In getting to an elevated stationary position -- a perch in a tree stand -- hunters sometimes injure themselves. To prevent falls while ascending and descending a tree stand, hunters always should wear a safety harness, both while climbing and in the stand. The gun or bow and arrows should be raised and lowered by a separate safety line, not carried along on the climb.

If a hunter breaks an arm or leg in a fall from a tree stand or other misstep, Dr. Burkhart says he or she should be kept immobilized, with pressure exerted on the artery above the break to slow any bleeding, until professional help comes. The same procedure applies to a gunshot or arrow wound to the arm or leg. "Above all, don't move the person until medical assistance arrives," cautions Dr. Burkhart.

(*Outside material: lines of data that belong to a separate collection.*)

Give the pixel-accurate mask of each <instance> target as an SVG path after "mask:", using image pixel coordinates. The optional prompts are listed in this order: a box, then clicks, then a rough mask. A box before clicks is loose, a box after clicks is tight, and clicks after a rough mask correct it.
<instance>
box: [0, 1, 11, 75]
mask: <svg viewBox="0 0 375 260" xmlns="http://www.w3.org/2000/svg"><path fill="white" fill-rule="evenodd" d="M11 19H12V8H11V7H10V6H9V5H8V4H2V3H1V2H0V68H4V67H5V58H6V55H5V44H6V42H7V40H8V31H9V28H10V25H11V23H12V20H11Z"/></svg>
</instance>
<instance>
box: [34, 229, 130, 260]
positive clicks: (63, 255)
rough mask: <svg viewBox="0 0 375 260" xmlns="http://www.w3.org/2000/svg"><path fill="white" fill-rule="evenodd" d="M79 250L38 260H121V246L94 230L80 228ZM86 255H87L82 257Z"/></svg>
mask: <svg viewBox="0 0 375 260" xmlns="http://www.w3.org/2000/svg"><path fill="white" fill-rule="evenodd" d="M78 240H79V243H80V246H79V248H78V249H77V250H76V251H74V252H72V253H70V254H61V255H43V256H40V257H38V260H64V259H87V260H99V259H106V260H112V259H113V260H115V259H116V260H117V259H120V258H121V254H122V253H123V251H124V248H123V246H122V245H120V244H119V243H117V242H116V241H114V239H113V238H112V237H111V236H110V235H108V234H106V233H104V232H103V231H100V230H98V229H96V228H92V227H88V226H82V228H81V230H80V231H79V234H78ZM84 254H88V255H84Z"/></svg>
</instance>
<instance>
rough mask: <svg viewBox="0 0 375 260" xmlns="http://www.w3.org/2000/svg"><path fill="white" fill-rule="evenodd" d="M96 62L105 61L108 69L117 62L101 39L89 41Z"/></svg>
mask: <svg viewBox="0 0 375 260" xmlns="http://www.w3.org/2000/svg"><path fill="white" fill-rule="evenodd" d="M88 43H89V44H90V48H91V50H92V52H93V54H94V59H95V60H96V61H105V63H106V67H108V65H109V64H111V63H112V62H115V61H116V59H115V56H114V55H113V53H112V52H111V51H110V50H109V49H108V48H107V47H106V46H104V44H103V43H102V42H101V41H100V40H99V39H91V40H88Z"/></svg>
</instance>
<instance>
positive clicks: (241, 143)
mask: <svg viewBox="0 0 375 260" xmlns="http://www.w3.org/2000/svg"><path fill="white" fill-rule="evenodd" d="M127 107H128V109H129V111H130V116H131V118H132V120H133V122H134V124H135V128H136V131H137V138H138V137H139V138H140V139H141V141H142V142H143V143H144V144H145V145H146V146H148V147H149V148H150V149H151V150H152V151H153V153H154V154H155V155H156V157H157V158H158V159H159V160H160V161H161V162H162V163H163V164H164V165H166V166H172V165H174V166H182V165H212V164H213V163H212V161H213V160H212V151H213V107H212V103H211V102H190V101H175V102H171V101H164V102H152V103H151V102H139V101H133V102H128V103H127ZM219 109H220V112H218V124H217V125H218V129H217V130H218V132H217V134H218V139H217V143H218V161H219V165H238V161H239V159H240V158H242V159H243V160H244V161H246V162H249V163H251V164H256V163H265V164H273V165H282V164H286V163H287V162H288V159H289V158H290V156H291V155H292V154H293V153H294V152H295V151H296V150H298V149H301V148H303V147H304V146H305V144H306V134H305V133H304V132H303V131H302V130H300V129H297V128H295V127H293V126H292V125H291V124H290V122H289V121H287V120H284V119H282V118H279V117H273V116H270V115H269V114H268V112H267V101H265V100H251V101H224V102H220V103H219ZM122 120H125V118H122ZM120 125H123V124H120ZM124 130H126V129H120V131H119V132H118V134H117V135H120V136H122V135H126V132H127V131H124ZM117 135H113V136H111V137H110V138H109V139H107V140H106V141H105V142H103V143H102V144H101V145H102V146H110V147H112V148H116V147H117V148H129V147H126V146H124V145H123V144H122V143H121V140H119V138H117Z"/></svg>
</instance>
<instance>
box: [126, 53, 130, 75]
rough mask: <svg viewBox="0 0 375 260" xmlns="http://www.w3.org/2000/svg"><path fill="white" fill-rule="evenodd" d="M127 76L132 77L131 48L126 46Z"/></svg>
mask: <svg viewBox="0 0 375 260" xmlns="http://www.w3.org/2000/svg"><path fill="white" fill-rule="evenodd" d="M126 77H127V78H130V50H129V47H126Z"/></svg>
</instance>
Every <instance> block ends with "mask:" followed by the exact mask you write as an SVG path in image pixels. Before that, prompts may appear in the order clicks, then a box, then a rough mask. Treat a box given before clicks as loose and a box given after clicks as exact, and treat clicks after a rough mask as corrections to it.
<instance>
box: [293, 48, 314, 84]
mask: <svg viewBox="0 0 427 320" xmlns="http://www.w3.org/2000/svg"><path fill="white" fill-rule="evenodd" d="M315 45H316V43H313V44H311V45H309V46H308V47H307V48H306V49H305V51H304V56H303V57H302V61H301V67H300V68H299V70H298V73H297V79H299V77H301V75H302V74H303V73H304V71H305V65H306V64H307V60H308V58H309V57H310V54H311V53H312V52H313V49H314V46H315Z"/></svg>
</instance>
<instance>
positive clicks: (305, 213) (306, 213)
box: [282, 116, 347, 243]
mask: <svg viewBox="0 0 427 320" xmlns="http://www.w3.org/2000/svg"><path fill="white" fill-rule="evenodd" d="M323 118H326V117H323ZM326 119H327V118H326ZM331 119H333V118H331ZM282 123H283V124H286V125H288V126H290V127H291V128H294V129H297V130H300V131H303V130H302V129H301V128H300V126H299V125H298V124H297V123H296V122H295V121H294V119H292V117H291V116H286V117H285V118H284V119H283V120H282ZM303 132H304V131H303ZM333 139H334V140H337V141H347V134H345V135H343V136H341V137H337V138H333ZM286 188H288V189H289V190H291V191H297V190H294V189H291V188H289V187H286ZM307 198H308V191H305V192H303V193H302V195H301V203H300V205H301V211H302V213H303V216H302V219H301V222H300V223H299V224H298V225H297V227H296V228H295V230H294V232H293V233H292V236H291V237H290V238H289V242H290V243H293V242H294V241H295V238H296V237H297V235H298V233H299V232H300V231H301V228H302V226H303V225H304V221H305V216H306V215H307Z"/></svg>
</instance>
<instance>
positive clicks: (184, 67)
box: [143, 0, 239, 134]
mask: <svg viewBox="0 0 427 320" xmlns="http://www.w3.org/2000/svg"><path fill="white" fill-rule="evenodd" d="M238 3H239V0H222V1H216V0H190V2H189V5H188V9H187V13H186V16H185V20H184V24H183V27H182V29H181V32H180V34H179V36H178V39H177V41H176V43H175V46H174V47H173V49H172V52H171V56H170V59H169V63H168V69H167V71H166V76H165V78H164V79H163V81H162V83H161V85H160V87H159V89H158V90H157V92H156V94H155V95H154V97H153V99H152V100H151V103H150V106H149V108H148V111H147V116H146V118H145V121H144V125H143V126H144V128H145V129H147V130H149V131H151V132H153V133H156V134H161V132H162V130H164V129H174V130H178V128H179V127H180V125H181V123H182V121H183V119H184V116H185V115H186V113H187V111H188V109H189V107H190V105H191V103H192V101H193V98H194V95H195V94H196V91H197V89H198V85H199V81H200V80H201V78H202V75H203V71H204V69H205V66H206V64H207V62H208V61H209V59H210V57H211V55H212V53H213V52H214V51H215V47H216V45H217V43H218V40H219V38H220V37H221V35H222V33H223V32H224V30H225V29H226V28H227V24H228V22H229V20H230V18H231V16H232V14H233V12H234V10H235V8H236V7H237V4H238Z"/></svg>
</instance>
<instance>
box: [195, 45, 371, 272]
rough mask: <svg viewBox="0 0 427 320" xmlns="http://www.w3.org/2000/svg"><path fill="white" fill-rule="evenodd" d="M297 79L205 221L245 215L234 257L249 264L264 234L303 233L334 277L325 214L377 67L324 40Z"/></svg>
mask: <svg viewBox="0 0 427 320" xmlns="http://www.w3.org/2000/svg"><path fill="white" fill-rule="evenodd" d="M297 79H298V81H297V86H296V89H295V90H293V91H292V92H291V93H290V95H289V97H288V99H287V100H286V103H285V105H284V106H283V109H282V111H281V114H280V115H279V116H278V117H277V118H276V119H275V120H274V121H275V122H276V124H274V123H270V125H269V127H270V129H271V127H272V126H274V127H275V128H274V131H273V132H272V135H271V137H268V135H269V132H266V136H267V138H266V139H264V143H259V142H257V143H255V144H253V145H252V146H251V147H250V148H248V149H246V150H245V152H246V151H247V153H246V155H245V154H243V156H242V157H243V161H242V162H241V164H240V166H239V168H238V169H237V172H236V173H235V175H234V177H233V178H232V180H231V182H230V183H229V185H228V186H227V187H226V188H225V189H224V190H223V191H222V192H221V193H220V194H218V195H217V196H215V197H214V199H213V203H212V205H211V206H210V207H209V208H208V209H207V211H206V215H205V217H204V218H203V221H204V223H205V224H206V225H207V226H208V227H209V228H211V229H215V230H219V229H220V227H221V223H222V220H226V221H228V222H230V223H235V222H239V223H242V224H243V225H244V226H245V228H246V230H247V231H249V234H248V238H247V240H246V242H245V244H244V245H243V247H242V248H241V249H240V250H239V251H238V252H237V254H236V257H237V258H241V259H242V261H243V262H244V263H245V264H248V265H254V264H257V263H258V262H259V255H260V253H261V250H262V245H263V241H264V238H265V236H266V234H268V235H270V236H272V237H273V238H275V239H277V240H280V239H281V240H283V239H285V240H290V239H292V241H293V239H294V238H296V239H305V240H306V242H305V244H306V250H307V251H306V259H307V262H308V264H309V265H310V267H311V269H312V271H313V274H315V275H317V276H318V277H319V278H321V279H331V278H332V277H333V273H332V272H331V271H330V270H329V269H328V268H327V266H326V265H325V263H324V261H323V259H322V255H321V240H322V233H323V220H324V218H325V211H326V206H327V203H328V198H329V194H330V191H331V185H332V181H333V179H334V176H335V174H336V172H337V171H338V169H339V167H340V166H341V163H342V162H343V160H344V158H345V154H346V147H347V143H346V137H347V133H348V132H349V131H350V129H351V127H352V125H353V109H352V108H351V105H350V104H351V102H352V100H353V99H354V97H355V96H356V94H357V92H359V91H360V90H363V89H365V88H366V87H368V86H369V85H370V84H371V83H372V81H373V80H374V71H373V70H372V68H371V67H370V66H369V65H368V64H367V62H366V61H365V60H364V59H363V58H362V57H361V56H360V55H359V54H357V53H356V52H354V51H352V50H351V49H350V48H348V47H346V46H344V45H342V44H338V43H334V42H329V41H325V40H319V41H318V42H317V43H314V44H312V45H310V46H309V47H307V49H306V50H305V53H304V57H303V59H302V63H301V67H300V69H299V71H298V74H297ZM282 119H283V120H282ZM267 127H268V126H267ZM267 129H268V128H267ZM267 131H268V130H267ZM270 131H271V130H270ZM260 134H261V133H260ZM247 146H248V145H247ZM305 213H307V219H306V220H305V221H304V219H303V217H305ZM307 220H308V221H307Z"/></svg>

As a member of the Pennsylvania Medical Society, Dr. Burkhart believes that the relationship between doctors and their patients is educational as well as healing. To make hunting a safer pursuit, he encourages doctors and their patients who enjoy this pastime to discuss the physical requirements and safety rules of hunting. "Most of these things are just common sense, and people have heard or read about them before," he says, "but sometimes it takes a doctor's advice to make people think seriously about what they can do to safeguard their lives."